Between Chris Sale and Mitch Moreland, the early returns on the Red Sox’ winter moves have been overwhelmingly positive, even with Tyler Thornburg’s Red Sox debut somewhere a galaxy far away.
Yoan Moncada is raking at Triple-A Charlotte for the White Sox. He’s hitting .314 with a .407 on-base percentage, .569 slugging percentage and four home runs. Michael Kopech has 20 strikeouts and 10 walks in 12 innings at Double-A for Chicago, with a .182 batting average against.
And if any Red Sox fan sits there watching Sale with a tiny tear in their eye for those departed prospects, they’ve officially been deranged by the Baseball America Prospect Handbook.
Sale has to stay healthy and effective, of course. But everything the Red Sox wanted Sale to be -- and everything they wanted David Price to be -- he's exceeded through four starts.
Per FanGraphs’ wins above replacement, Moreland has been the 25th most valuable position player in the majors, at 0.7 wins. (Eric Thames of the Brewers, whom the Red Sox heavily scouted but did not go after, is tops at 1.6 wins.)
Moreland could be looking at a lot more than $5.5 million, the amount of his current deal, next winter. Sox president of baseball operations Dave Dombrowski actually found a bargain, it seems. Don’t tell him, it might upset him.
Sale, unsurprisingly, has been the most valuable pitcher anywhere, at 1.5. The second-place pitcher goes by Thor -- Noah Syndergaard of the Mets, at 1.4.
It’s strange to think that the Thornburg deal, the lesser of Dombrowski’s two trades at the winter meetings, is the one that stings, but it also makes perfect sense.
As another team’s executive pointed out, Dombrowski keeps picking up relievers at their peak value, and it’s not a good idea.
But the fact that Thornburg hasn’t even thrown off a mound yet as he returns from a shoulder impingement is what hurts most. The Red Sox gave up something and have thus far gotten nothing.
Travis Shaw was streaky and had every chance to prove himself for the 2016 Red Sox. He didn’t do it. He already has four home runs for Milwaukee, although his OBP is just .297.

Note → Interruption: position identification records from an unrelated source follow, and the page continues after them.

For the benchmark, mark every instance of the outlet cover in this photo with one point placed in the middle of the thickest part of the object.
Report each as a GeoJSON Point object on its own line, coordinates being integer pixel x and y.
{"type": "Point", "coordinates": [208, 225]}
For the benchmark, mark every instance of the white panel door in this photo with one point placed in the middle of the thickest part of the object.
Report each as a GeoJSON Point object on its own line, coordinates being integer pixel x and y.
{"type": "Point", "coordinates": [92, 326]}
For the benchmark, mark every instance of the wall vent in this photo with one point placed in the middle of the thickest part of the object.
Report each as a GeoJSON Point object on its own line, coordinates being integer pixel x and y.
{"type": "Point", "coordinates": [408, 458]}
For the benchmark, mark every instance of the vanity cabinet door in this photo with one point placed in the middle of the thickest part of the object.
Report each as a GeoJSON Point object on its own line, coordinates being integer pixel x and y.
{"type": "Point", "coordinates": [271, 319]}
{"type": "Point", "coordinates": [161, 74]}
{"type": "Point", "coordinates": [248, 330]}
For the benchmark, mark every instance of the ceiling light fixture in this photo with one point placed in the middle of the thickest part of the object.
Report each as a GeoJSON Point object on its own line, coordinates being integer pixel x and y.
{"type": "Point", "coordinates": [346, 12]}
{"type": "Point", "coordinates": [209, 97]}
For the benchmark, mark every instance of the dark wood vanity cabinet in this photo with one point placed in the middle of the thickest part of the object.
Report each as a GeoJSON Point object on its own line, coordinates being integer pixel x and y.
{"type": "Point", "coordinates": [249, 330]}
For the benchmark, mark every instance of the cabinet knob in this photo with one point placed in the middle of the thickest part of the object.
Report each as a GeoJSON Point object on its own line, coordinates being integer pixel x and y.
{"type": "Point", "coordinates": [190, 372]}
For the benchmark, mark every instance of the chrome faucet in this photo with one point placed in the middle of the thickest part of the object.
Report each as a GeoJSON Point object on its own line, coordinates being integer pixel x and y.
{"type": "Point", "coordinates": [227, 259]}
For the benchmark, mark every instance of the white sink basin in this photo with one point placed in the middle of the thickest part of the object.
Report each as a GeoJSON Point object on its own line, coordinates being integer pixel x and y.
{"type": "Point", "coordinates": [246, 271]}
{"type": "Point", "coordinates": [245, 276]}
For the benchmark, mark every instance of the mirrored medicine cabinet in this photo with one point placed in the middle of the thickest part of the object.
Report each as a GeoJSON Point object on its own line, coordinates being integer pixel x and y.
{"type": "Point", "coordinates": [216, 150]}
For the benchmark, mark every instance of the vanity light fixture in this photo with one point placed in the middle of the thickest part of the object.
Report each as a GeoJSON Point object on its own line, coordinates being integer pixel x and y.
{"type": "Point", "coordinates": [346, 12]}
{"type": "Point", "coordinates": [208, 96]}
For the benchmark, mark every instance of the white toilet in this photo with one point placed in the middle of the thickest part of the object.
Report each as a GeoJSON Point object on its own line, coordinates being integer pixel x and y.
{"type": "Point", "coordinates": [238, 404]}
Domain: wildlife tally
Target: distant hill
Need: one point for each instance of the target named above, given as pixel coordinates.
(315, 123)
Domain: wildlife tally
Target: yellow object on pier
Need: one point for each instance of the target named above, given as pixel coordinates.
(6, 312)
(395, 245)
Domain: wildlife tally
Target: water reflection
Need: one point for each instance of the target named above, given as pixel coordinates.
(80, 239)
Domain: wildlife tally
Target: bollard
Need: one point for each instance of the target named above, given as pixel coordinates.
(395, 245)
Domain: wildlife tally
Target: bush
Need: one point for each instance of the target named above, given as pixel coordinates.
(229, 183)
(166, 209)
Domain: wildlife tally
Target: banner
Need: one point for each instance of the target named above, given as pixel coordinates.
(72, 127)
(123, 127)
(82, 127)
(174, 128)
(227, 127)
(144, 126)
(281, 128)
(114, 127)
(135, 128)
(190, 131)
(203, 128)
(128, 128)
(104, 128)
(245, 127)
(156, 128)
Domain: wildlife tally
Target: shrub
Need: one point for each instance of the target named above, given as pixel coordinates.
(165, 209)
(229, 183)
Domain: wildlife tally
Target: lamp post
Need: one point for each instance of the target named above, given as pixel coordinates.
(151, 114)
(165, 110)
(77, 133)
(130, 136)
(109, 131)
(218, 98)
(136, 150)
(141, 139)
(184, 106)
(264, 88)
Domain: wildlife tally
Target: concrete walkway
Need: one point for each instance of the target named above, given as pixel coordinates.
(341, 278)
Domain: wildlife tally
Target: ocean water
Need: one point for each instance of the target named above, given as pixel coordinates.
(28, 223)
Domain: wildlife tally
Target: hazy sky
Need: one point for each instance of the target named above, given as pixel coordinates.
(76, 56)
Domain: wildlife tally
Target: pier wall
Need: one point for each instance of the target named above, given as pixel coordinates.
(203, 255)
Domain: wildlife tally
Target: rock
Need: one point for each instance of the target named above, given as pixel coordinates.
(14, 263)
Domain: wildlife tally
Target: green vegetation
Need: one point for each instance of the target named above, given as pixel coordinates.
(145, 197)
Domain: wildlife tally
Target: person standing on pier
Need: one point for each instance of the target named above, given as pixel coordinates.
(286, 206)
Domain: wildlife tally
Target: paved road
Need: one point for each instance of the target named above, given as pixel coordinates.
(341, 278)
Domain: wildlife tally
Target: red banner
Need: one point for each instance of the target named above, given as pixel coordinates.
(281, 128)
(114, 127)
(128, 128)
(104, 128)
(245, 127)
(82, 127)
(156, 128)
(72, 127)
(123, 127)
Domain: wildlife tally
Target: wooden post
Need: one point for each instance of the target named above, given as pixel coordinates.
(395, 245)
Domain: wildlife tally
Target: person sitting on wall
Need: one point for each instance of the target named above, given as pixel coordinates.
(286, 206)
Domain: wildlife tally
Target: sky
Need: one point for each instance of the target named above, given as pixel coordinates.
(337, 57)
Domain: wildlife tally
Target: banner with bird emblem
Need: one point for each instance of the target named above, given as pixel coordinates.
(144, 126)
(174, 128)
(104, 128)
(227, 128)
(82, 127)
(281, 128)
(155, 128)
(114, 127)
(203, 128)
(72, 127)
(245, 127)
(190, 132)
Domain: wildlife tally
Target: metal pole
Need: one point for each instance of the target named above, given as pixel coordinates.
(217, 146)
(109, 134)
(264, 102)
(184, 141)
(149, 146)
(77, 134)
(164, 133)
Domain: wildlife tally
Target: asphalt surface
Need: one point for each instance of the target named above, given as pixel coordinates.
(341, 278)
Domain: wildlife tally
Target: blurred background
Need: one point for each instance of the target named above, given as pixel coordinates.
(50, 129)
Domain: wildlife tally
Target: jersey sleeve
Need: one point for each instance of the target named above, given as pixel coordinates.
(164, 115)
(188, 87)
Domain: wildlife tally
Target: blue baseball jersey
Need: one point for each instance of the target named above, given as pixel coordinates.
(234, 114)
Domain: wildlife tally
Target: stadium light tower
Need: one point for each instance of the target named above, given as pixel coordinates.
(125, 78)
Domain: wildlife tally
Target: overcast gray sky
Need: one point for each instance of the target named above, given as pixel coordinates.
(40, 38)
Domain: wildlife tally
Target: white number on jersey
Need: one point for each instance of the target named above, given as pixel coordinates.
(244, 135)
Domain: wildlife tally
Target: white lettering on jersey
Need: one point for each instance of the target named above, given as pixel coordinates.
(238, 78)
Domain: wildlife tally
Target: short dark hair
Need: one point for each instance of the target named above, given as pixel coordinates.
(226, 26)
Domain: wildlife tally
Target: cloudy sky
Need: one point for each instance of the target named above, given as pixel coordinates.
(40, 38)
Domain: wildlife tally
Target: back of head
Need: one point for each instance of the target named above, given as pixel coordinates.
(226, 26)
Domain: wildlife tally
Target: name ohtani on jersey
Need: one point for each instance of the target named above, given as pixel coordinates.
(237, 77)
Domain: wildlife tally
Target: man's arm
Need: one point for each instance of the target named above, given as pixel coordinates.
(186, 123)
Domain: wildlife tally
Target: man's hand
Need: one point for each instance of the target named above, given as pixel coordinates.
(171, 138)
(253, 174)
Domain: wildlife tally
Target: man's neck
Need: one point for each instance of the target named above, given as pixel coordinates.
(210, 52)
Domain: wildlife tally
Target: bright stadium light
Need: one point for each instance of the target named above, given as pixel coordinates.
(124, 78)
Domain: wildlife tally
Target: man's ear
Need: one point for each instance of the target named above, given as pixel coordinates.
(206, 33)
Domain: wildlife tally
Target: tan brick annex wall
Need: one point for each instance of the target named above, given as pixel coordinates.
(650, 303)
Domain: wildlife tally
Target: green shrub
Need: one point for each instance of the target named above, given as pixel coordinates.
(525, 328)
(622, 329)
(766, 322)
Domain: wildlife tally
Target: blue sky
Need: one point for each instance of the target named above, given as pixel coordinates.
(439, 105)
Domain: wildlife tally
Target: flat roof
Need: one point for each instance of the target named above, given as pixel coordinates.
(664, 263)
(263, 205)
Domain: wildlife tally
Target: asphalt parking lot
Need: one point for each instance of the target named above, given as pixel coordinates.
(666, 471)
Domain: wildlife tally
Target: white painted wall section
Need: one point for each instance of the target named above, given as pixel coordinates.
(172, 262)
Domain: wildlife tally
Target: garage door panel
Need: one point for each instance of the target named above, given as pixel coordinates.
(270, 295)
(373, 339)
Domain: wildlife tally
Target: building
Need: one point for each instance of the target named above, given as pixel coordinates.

Mauricio Dubon, a shortstop prospect traded in the deal, is off to an okay start at Double-A for the Brewers, hitting .278/.316/.352 with one homer. Righty Josh Pennington is in extended spring training.
Dombrowski also let Koji Uehara walk, but he still has an effective bullpen -- one that’s probably outperforming reality right now but nonetheless carries the fourth lowest ERA in the majors, 2.29.
How do you know everything is turning up Dombrowski right now? He could never build a bullpen in Detroit, and the Tigers still can’t in his absence. They have a 6.85 ERA, the worst in the majors.
Uehara’s allowed two runs in 6 2/3 innings for the Cubs, by the way. Junichi Tazawa’s allowed four runs in the same number of innings for the Marlins.